Dulu biasanya uni Rahma dan suaminya yang pergi berdua ke kota Padang. Tapi semenjak kesehatan suaminya mulai menurun dan refleksnya mulai berkurang, seiring dengan bertambah tuanya usia. Berhubung juga karena PHK yang menimpa Rahman, dari pekerjaan awalnya sebagai sopir bus antar daerah. Maka dibawalah Rahman oleh uni Rahma untuk menyetir mobil ke kota Padang, yang melewati bukit dan jurang.

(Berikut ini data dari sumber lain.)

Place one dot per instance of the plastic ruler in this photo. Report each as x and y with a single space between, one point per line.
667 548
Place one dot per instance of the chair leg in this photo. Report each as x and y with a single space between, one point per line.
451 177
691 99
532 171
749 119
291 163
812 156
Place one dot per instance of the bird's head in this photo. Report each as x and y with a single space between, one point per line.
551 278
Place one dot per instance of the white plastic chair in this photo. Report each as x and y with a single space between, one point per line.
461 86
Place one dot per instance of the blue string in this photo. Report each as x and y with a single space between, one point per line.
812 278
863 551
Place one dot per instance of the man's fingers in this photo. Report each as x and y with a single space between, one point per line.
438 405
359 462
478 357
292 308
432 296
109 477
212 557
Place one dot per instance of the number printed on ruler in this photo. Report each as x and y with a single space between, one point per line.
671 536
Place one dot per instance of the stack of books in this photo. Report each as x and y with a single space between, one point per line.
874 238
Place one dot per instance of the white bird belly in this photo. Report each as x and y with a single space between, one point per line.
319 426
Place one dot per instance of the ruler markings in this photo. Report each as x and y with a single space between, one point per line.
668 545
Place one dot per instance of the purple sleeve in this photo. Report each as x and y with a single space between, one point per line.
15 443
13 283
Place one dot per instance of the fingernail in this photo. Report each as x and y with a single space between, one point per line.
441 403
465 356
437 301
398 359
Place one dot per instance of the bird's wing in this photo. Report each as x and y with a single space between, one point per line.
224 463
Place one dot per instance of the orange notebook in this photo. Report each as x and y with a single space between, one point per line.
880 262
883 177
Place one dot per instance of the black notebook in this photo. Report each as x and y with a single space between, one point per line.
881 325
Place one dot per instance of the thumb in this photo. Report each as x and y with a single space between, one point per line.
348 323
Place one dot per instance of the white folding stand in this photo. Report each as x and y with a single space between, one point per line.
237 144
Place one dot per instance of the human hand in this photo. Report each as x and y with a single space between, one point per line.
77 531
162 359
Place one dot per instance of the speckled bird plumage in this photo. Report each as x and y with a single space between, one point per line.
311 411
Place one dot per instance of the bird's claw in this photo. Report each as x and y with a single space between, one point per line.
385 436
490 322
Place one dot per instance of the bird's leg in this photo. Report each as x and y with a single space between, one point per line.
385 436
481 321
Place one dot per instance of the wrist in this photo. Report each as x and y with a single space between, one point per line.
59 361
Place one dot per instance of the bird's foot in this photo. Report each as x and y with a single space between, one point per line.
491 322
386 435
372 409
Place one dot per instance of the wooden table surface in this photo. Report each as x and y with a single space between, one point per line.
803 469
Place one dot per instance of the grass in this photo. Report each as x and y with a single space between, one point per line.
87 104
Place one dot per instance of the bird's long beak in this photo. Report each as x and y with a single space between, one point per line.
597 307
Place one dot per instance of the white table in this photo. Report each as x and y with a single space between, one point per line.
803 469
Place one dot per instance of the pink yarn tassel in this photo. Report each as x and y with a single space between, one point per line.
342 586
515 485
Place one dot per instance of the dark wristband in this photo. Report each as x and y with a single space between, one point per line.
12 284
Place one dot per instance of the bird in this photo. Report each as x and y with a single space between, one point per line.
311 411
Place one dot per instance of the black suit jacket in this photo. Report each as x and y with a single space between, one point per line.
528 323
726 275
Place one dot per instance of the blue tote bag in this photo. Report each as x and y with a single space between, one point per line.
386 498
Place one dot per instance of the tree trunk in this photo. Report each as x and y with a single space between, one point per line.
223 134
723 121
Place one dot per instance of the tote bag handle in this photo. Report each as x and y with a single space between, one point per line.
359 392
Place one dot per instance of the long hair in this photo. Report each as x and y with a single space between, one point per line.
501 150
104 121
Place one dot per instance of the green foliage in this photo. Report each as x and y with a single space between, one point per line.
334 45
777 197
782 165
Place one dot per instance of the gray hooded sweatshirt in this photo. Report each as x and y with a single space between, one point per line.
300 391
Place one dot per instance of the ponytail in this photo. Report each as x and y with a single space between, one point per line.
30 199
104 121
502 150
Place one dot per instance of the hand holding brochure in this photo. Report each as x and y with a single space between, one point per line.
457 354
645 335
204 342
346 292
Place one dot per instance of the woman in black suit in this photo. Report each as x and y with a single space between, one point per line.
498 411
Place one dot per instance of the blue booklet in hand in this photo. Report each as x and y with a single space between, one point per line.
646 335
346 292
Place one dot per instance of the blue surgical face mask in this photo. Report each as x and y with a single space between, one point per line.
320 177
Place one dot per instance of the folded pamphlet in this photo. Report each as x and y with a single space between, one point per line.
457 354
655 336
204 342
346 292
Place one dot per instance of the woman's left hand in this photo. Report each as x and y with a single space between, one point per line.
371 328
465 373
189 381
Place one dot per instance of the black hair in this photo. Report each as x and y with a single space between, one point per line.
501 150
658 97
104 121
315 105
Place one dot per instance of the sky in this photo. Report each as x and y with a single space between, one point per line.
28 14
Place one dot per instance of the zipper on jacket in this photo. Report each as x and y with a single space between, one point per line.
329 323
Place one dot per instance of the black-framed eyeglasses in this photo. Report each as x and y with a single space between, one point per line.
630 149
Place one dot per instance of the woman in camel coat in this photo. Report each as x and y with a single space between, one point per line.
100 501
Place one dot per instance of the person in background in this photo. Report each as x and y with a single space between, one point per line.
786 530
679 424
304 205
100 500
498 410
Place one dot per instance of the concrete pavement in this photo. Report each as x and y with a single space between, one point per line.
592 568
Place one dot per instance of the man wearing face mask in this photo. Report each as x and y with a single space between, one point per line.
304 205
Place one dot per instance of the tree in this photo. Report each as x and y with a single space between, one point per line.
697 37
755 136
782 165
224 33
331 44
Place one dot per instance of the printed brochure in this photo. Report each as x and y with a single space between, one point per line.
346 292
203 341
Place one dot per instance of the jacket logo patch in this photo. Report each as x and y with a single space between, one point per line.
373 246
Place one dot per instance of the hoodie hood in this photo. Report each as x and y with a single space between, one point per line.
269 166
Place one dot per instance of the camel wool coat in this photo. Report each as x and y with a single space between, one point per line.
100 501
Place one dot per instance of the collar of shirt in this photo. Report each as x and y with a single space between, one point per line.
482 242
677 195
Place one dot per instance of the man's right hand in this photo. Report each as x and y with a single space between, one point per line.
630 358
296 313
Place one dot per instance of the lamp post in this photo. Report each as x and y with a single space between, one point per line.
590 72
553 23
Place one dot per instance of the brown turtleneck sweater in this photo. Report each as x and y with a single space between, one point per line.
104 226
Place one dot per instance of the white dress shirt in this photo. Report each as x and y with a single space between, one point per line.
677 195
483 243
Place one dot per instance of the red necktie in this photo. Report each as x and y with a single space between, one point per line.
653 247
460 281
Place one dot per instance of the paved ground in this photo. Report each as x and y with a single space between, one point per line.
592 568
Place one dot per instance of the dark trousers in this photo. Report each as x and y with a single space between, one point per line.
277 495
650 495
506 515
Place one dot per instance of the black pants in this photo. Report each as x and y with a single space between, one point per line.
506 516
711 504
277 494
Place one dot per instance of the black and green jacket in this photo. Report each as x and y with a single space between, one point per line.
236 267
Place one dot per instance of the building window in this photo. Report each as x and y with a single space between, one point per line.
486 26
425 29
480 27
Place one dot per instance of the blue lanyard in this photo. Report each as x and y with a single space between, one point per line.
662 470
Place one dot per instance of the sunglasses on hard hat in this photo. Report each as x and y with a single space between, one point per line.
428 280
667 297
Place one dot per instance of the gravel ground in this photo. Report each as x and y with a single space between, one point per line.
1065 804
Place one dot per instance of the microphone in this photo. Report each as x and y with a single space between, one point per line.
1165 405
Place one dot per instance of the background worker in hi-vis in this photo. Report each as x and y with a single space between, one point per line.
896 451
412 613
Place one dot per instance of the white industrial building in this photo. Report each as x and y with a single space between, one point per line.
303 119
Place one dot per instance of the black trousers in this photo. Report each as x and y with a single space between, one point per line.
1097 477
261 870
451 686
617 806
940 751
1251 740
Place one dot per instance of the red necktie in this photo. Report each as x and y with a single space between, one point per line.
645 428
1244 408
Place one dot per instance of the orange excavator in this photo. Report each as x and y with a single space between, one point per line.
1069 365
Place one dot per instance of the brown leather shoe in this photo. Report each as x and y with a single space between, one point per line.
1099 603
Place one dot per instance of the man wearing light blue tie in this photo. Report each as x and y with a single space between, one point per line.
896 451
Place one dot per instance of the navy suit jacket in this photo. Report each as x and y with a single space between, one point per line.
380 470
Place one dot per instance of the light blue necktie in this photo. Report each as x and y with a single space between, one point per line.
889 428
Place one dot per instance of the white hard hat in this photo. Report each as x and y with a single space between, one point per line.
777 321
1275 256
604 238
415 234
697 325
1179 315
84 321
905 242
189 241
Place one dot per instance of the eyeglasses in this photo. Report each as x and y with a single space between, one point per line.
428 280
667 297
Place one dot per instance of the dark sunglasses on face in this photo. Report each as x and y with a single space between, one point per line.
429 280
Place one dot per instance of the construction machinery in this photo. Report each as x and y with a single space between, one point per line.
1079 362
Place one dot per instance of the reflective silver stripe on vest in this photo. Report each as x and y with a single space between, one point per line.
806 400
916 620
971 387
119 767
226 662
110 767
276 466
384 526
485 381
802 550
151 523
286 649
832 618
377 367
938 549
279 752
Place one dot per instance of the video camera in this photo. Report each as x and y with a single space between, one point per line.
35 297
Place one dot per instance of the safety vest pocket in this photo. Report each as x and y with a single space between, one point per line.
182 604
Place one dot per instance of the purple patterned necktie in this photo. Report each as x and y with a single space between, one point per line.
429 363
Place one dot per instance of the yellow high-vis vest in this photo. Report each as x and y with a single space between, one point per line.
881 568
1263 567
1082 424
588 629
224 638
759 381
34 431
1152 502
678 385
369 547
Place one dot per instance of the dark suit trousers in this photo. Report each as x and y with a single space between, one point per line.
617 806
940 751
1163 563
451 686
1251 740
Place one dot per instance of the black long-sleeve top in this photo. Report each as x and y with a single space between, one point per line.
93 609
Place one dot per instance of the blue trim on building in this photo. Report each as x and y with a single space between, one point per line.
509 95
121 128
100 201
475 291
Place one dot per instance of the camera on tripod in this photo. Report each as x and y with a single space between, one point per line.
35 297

Jam 20.30 mereka tiba di Kampuang, sebuah kota kecil yang berjarak sekitar –kurang lebih- 40 km dari kota Padang. Di rumah uni Rahma, mobil diberhentikan dan barang belanjaan diturunkan. Para pegawai uni Rahma yang mayoritas perempuan, kemudian mengangkati barang belanjaan itu sampai ke tingkat dua rumah ini. Di sanalah uni Rahma beserta keluarga tinggal, karena lantai satu digunakan untuk klinik bersalin.
Sementara Rahman bersama istri dan seorang anaknya tinggal tepat di samping kiri rumah uni Rahma. Sebuah warung kecil berdinding kayu dan sebuah pavilliun di samping warung itu, di sanalah Rahman dan keluarganya tinggal.
Warung itu dulu adalah pemberian uni Rahma, karena ia tidak ingin melihat Rani, istri Rahman, kesepian tanpa pekerjaan dan Rahman yang sedang bekerja sebagai sopir bus. Akibat ketekunan Rani, mengelola warung itu maka semakin berkembang menjadi waserda (warung serba ada). Hasilnya untuk saat ini lumayan bisa menambal biaya hidup Rani dan seorang anaknya yang berusia sepuluh bulan, Rena namanya.
Ketika Rahman terkena PHK, karena perusahaan angkutan tempat dia bekerja kekurangan dana akibat krisis. Maka dialah yang mengurusi warung ini. Tiap hari Rahmanlah yang menunggu warung ini. Ia sering duduk di bangku kayu di depan warungnya untuk menunggui warung itu. Dengan demikian beban Rani agak sedikit berkurang, karena selain menunggu warung, ia juga harus mengurus anaknya yang masih balita.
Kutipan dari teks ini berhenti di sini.